The capital of Australian banks has improved and yet the global regulator is not convinced that financial institutions are doing all they can to advance their plight and particularly address the unwanted disparity in banks' calculations of risk-weighted assets, reported Australian Banking and Finance.

The way these banks address their risk-weighted assets is important for the implementation of the Basel III framework, which was published ahead of the September 5-6 G-20 leaders' summit in St. Petersburg.

The Basel Committee on Banking Supervision (BCBS), which released its fourth progress report on the implementation of the Basel III framework, stated that the average common equity tier 1 capital ratio of active banks-especially those on the international scene-increased from 8.5 per cent to 9 per cent of risk-weighted assets.

The report furthered that only half of the banking industry's financial institutions will most likely fall below the required capital ratios by the 2019 requirements. The aggregate annual profit of the industry is $596 billion.

Remaining Vigilant

Although there are clear progresses in the capital of banks, the global regulator warned them to be still vigilant in light of the challenges presented by the global economic environment, a separate report in News.com.au cited.

There are potential deteriorations in the banks' asset quality, and capital adjustment may be require of banks because of the need to deepen the process of the implementation of finalized capital regulations.

Currently, the global regulator is assessing the consistency of capital regulations of China, Australia and Brazil. It has recently finished reviewing that of Switzerland, which has the most secretive bank policies in the world.

These assessments are part of the BCBS' Regulatory Consistency Assessment Program (RCAP). It aims to prove that banks that absorbed and implemented the Basel III standards are stronger than those who did not.

Material Variations

There are "material variations," however, in the measurement of risk-weighted assets of these banks, the report in Australian Banking and Finance stated.
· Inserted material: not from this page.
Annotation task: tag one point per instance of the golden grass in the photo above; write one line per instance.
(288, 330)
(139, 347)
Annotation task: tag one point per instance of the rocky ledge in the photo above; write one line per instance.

The studies of the banks' risk-weighted assets in banking and trading books differ even for identical hypothetical test portfolios.

The global regulator then wants banks to improve their public information and regulatory data collection to better understand what risk-weighted assets mean. It also wants guidance and clarification regarding sectors that are usually lost to the public.

In the long run, BCBS is planning a four-policy approach, which will hopefully improve the comparability of the results of the assessments while making sure that a balance between risk sensitivity and the complexity of the Basel III framework is ensured.